Hope as a Discipline.
‘You must never confuse faith that you will prevail in the end, with the discipline to confront the most brutal facts of your current reality, whatever they might be.’ - Admiral James Stockdale
How much could they carry? How much more could they walk? When and where would they find food, a place to sleep, or a place to light a fire? In The Road by Cormac McCarthy, nothing moves save the ash on the wind. It’s no one’s land. Nights dark beyond darkness and the days more gray each one than what had gone before. Cruel, lawless men stalk the roadside, lying in wait. Roaming together are a boy and his father protecting him, attempting to survive. At every curve there was nothing. So much nothingness that they started to recognise it. How many equal sights and endless loops without finish lines? What lay ahead, what didn’t?
There were times when the father sat watching the boy sleep that he would begin to sob uncontrollably but it wasn’t about death. He wasn’t sure what it was about but he thought it was about beauty or about goodness. Do we price courage so high because it is unusual? Do we give peace a cheap price?

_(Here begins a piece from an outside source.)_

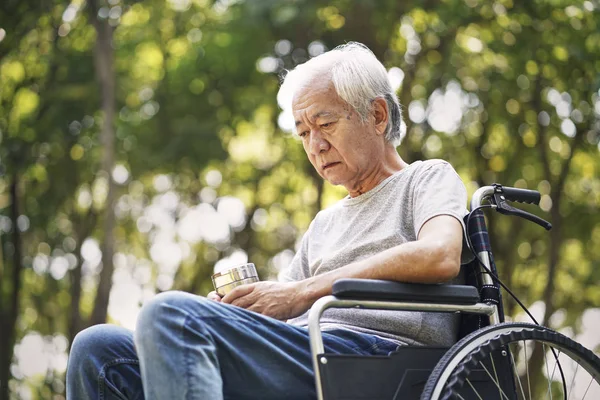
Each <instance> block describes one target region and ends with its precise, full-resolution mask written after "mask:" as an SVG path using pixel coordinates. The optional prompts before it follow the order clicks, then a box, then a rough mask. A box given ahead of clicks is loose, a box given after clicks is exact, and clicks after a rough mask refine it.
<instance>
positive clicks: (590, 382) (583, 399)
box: [581, 377, 594, 400]
mask: <svg viewBox="0 0 600 400" xmlns="http://www.w3.org/2000/svg"><path fill="white" fill-rule="evenodd" d="M592 382H594V377H592V378H591V379H590V383H589V384H588V387H587V389H585V393H584V394H583V397H582V398H581V400H584V399H585V396H587V392H588V390H590V386H592Z"/></svg>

What was hope for the father wasn’t hope for the boy. It never was the case.
In one of those nights the boy wakes up scared from a dream and would not tell his father what it was.
You don’t have to tell me, the man said, It’s all right.
‘I’m scared.’
‘It’s all right.’
‘No it’s not.’
‘It’s just a dream.’
‘I’m really scared.’
‘I know.’
The boy turned away. The man held him. Listen to me, he said.
‘When your dreams are of some world that never was or of some world that never will be and you are happy again then you will have given up. Do you understand?’ says the father. ‘And you can’t give up. I won’t let you.’
The point of the story is not about persisting for a light at the end of the tunnel, no. The point is seeing the light right there. The father was doing what he knew he should be doing. He could only protect the boy. Sometimes life is just asking us for that.
In an example of radical faith through the most brutal facts, admiral James Stockdale faced the same challenge while being tortured over twenty times in over eight years as a prisoner of war in the ‘Hanoi Hilton’ during the Vietnam War. He didn’t know when it was going to be over, if at all. He was unsure if he would ever see his family again. But fortunately he was somehow prepared, because he had philosophy. He returned to Epictetus’ Enchiridion. ‘Demand not that events should happen as you wish,’ wrote Epictetus around 2,000 years ago, ‘but wish them to happen as they do happen, and you will go on well.’
Confronting reality, Stockdale was doing everything he could to create conditions that would help other prisoners survive unbroken. Building a clandestine system of encrypted messages to help them overcome the isolation that their captors tried to create, and even more, constant sessions of physical torture. Stockdale took the burden for the rest. Not only did he survive, but he became a stoic legend as the highest-ranking United States military officer.
‘Who didn’t make it out as strong as you?’ author Jim Collins asked him, and Stockdale, who was used to long silences, responded promptly ‘it’s easy, the optimists.’ Those who said, we’re going to be out by Christmas, and Christmas would come and it would go, and we’re going to be out by Easter, we’re going to be out by Thanksgiving, we’re going to be out by Christmas again, and it would come and go, and they died of a broken heart. Jim Collins framed this as the Stockdale Paradox. A lesson that Auschwitz survivor Viktor Frankl also noticed, when claiming that those who didn’t make it were the ones with naive optimism, living in the damage from wishful thinking.
In perilous times the world can ask us for more than we can give, but not more than what we are capable of giving. And sometimes we experience setbacks that belong to us, but many times we will also face ones from which there is no excuse, no one to blame. An accident, a loss, an illness, an event outside of our control.
But life asks us to keep going.
It’s the difference between hope as a feeling and hope as a discipline. It’s a radical reminder that all emotions are transitory when we have a sense of duty. It’s doing the right thing in what gives fear doing. To finish the job. To show yourself. To protect the boy. To survive. Even when the results are not coming. Even when we don’t know what’s on the other side. Even when no one’s watching. Especially when no one is watching.